First lesson, and no surprise: the claims of consumers are worth less than those of investors in patents. The latter are “producers” and “innovators,” and their interests almost always win these days. Consumers can be required to consent to a process that patent holders argue, with considerable justification, is intolerably arbitrary. But notice the other point: the administrative procedure – extra-judicial arbitration – is being transferred from the state bureaucracy to private corporations. Here is where I think Marx is instructive. In his critique of Hegel’s praise of state bureaucracy, Marx characterizes the bureaucracy as the state appropriation of the function of a corporation:
“The ‘bureaucracy is the ‘state formalism’ of civil society. It is the ‘state-consciousness,’ the ‘state will,’ the ‘state power’ in the form of a corporation, i.e. of a particular, self-contained society within the state …. However, the bureaucracy wants the corporation as an imaginary power. It is true that the individual corporation wants to maintain its own particular interest against the bureaucracy, but it also needs the bureaucracy against other corporations, against other particular interests. Hence, as the perfect corporation, the bureaucracy triumphs over the corporation as the imperfect bureaucracy. It therefore disparages the corporation as an appearance, or wishes to do so, but at the same time it requires this appearance to exist and to believe its own existence. The corporation represents the attempt by civil society to become the state; but the bureaucracy is the state which has really made itself into civil society” (Early Writings, 106-7).
What we see today is the partial inversion of this state of affairs. Here, the privatization of state functions creates the corporation as the perfect bureaucracy, as it takes over the bureaucratic functions of the state, while still requiring the state’s suppression of civil society as the basis for its power.
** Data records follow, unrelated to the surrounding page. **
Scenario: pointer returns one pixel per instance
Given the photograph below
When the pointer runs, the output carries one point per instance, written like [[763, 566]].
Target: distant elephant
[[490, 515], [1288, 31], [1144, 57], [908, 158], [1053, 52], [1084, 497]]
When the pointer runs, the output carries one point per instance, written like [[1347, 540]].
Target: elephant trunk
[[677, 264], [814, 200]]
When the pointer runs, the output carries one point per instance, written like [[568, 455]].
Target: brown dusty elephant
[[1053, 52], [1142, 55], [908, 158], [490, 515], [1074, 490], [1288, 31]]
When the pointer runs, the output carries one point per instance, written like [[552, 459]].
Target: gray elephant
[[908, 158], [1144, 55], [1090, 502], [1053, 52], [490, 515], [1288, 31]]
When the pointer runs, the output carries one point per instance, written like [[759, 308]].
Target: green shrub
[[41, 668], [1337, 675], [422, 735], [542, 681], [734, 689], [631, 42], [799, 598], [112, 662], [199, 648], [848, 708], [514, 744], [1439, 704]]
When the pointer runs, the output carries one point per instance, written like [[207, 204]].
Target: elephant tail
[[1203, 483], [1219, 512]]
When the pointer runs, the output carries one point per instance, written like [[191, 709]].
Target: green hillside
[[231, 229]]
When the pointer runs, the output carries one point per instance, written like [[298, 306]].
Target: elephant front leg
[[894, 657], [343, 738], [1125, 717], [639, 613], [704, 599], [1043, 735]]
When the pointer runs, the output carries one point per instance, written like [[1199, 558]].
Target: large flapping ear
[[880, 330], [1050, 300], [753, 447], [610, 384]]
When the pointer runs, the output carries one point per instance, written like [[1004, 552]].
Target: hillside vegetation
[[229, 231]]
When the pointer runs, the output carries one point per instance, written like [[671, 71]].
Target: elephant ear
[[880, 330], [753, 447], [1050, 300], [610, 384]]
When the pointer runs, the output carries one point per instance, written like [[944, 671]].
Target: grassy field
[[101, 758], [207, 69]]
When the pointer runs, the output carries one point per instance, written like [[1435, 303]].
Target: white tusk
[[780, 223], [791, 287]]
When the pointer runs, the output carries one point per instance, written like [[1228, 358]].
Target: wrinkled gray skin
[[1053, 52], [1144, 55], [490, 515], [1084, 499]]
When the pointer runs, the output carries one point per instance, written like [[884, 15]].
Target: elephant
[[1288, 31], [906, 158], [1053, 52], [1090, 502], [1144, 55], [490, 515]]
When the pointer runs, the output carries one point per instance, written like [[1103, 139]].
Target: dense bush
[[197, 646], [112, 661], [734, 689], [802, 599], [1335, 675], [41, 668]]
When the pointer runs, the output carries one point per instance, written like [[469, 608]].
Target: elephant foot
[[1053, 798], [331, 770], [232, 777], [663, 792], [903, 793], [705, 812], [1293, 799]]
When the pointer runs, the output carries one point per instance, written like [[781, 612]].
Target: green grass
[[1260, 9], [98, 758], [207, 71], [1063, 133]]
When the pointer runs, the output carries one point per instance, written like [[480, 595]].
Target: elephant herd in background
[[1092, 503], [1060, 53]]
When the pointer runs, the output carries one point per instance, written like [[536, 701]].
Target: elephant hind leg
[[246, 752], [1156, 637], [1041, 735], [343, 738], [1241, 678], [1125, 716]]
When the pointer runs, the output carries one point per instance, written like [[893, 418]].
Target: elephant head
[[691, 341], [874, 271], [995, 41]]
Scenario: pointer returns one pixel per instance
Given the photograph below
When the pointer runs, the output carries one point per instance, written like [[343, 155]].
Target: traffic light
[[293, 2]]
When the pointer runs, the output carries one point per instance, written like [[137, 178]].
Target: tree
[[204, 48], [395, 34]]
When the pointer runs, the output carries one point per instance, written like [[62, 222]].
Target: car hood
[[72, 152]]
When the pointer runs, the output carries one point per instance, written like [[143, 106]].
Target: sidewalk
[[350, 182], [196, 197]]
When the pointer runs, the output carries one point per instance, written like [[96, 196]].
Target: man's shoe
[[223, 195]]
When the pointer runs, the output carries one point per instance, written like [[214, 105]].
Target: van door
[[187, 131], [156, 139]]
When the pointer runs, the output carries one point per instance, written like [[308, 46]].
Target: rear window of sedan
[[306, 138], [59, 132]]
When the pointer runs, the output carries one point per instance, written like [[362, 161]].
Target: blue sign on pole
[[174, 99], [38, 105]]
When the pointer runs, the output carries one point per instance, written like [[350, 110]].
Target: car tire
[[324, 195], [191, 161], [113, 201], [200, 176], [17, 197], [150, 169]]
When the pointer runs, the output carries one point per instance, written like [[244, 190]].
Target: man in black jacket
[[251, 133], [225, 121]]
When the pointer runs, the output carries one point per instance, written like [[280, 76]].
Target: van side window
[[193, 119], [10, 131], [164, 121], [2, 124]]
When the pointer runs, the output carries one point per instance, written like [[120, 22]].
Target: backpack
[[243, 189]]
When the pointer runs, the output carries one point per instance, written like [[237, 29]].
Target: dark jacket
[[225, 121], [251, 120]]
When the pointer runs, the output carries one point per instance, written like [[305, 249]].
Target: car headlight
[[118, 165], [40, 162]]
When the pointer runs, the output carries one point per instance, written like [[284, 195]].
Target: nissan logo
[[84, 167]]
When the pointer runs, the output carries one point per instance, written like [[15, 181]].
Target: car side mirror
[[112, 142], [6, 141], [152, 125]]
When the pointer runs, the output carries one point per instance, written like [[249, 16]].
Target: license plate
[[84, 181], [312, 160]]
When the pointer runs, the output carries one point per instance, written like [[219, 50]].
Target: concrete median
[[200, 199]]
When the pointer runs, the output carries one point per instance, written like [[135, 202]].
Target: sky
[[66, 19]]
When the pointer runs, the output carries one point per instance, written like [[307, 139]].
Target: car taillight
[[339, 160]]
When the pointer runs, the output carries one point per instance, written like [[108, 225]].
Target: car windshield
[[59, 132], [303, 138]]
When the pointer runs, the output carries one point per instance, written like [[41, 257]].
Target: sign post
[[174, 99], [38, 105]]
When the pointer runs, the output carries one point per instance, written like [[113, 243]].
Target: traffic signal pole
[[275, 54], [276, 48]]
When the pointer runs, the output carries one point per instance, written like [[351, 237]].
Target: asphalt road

Notably, this inversion does not eliminate the existence of the state or of state coercion. But it does divide it along class lines (I am not saying this division is new: the rich have much greater access to the state as well, as an examination of the bail system or of the sorry conditions under which public defenders work will attest). Corporate “producers” defeat the bureaucracy in the name of juridical rights, while “consumers” are shunted into the privatized state bureaucracy at the explicit expense of juridical rights. Consumers, then, are directed to deal with the privatized version of administrative procedure. No surprise, arbitration generally favors the corporations who lobbied to defeat consumer protections in the Senate. According to the CFPB (per the NPR report cited above), class actions paid out about 1,000 times more money to consumers overall than consumers got through arbitration. The banks have got to be getting tired of all the winning, no?